Credit Rebecca Thiele, WMUK
Kalamazoo Academy of Rock instructor Jeff Mitchell takes over on piano while Owen Edwards, 14, does a saxophone solo. Edwards is the youngest member of the band but has been in the academy since he was just 9 years old.

This semester the academy has five bands. The Thursday night band may be teens, but they’ve been playing together for about three years.

“Beyond just learning how to play like coming here you learn how to perform, which is really hard to learn without being up there," says 18-year-old guitar player Ben Dunham.

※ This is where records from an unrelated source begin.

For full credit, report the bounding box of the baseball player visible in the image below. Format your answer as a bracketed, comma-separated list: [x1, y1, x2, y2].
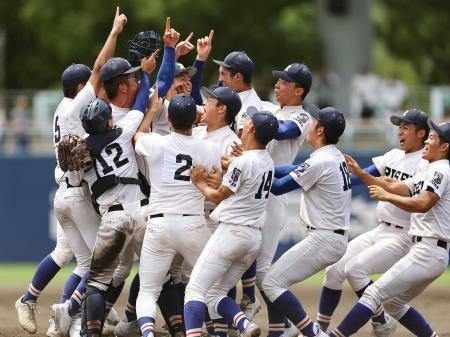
[238, 64, 313, 330]
[213, 51, 263, 132]
[316, 109, 430, 335]
[327, 120, 450, 337]
[16, 8, 127, 336]
[133, 93, 221, 337]
[262, 105, 349, 337]
[184, 107, 278, 337]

"Cause like I know especially when I started like I could play guitar really well but I just kind of sat in the back and I wasn’t exciting to watch.”

The band's other guitar player Kevin Rice, 17, says it should be every musicians goal to play with as many other musicians as possible. 

“I have a buddy who listens to smooth jazz who I recently began playing with and it is a completely different idea. You start with this one sound and somebody with an influence comes in and it can completely change the way you’re playing. And so it’s a really big deal to play with other human beings. Sure you can be a hip hop artist and go turn on your drum track and put something together on the computer and go into a recording studio and put down some really nice vocal tracks. And it’ll sound good, but you will never truly get the musicians experience of playing with the other people.”

As far as the set list goes, Mitchell says no song is too complex. They play everything from classic rock to more contemporary artists like Arctic Monkeys. 

Bassist Malachi Cox (left) and guitarist Kevin Rice (right)
Credit Rebecca Thiele, WMUK
Bassist Malachi Cox (left) and guitarist Kevin Rice (right)

“These kids like the challenge. They encourage the challenge. They want the challenge," he says. "And so, yeah, it’s up to us to keep stretching them. Keep finding something that helps them grow.”

Most of the instructors from the academy of rock are all in local gigging bands like Flypaper, The Mainstays, and Full Frontal Cortez.

Mitchell says this academy is an opportunity none of the instructors had as a kid.

“’Boy I wish there was something like this around when I was in my teens.’ Yeah, I hear that from our teachers and a lot of other active musicians around and just adults," says Mitchell. "You know this is…teaching rock is kind of what jazz used to be. It’s kind of shunned—not shunned exactly, but not accepted as a proper art form.”